I was twelve-years old when Anita Hill testified against Clarence Thomas. My parents followed the proceedings, so I remember being aware of the names and basics, but didn't have a clue how salacious it all was until I was an adult.
Back then, you either turned on network television or you didn't, and if you preferred your kids not asking you to explain what Thomas found on his Coke can, you just tore that particular page from the newspaper before they got to it.
Today, we don't have that luxury. Today we have constant, instant access to information and as a result, are raising a generation more aware than ever of what's happening in the world around them.
So we talk about it.
And while I would certainly prefer that a discussion on Supreme Court appointments was simply an explanation of our independent judicial branch, checks and balances, and upholding the Constitution, this one also happens to involve drunken minors and accusations of groping and gang rape.
With our daughters, the discussions we should have when stories like this arise are obvious. Unsafe behavior. No means No. Never feeling ashamed to report something that makes them uncomfortable. Bonus points if they tolerate your rendition of the Girl Scout classic, "Stop! Don't touch me there! This is my no no square!"
The discussion with our boys, on the other hand. Now that's a different story.
Google "How to talk to boys about sexual harassment," and you'll find endless advice based on the assumption that sexual misbehavior is inevitable. Our sons have been conditioned, after all, by a culture that condones violence against women. Even more frightening? Someday they'll grow up to be (gasp) men.
One article, published by The Globe and Mail, says that a discussion with young boys about acceptable behavior toward women is "urgent," as though they're all little misogynists just champing at the bit, waiting for their chance to make unwanted advances. It says, "When powerful, prominent adult men are groping their coworkers and exposing themselves to interns, how can we expect our sons to act any differently?"
To which I say, speak for yourself.
During the Kavanaugh hearing yesterday, a group of protestors stood on Capitol Hill wearing shirts that said, "Men are Trash," and I wasn't the least bit surprised.
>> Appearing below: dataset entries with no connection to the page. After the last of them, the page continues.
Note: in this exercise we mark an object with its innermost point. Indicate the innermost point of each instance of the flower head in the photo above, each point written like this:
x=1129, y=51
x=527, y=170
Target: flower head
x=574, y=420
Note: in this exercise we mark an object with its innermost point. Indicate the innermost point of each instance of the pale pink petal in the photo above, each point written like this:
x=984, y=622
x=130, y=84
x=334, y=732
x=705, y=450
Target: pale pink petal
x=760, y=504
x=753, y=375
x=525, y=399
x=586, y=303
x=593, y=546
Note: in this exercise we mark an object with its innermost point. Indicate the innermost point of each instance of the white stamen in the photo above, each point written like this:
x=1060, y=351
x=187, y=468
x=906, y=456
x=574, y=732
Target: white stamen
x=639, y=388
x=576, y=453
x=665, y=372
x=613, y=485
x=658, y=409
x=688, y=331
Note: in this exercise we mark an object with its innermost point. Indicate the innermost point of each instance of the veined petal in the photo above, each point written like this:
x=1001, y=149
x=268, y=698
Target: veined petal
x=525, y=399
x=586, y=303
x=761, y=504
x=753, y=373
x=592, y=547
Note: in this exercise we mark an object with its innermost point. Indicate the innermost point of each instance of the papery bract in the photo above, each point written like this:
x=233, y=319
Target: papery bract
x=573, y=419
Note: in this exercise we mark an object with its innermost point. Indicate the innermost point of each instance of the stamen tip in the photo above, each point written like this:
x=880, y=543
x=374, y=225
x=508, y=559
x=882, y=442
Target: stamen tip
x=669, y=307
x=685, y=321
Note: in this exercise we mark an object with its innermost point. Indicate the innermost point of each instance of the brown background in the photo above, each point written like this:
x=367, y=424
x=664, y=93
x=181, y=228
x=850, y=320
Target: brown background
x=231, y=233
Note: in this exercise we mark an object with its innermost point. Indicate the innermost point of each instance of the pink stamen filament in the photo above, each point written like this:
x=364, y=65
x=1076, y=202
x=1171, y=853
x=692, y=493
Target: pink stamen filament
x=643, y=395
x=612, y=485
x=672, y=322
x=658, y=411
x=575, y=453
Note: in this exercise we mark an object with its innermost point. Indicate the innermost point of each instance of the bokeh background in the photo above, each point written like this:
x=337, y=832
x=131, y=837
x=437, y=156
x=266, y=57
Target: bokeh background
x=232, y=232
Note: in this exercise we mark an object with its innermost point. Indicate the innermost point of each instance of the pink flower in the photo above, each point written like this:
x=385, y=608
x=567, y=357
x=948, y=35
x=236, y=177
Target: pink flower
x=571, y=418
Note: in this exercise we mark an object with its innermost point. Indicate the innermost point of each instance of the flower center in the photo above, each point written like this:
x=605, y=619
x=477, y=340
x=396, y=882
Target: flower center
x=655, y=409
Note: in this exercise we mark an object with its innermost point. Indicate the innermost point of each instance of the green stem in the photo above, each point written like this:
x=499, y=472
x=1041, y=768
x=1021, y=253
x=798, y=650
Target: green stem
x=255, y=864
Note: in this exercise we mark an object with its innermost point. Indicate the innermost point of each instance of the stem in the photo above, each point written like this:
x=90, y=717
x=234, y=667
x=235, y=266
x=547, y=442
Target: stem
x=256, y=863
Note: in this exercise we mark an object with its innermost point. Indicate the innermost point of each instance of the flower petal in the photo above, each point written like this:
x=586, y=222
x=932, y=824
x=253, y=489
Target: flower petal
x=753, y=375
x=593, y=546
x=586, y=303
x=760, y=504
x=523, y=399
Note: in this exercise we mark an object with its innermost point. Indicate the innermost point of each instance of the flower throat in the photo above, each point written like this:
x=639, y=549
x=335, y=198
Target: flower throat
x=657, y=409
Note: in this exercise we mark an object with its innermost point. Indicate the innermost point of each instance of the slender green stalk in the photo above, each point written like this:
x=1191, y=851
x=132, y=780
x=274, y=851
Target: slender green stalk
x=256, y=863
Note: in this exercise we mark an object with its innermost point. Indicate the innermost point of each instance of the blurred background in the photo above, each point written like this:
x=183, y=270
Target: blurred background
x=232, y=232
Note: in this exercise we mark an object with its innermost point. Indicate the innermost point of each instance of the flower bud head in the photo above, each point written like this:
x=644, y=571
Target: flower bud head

The last couple weeks have demonstrated that it's no longer enough to assume that all women are innocent. We also have to assume that all men are guilty.
Of course I want my daughters to understand that some men are predators. Of course I want them to be able to protect themselves, and to know their rights. But I also want my sons to understand that most men are not predators, and to know that they have rights too.
They have the right, for instance, to be unapologetically male. I want them to grow into men who aren't ashamed on behalf of their gender, or sorry for crimes they haven't committed.
When I was 9-years old, a man exposed himself to me and my friends after school. We were walking home and just as we passed his house he appeared facing us from his garage, naked. We ran home and told our parents, who of course unleashed fury and all of their legal rights, and found us a new route home from school.
What they didn't do, is generalize his behavior in a way that made me fearful of all men. Never once after that incident did it occur to me that because one idiot exposed himself, that every man I met wanted to expose himself. I understood him to be an isolated nut job, and experience since has taught me that women are also capable of disgraceful conduct.
Yes, men start wars. Men commit crimes. Men sexually assault women. But not the men I know. The men I know are respectable, and respectful. They are strong, self-sacrificing gentlemen. They are providers, protectors, and defenders of their families.
This is the conversation I have with my boys.
Because as troubling as it is to imagine my daughters feeling like they can't speak to defend their rights, I also find it troubling to imagine my sons feeling like they can't speak to defend their rights; to not be slandered or dragged through the mud by a culture of guilty until proven innocent.
I have two daughters and two sons, and when people hear this they often make friendly jokes about how lucky we are to have a level playing field. I tell them I'm doing my best.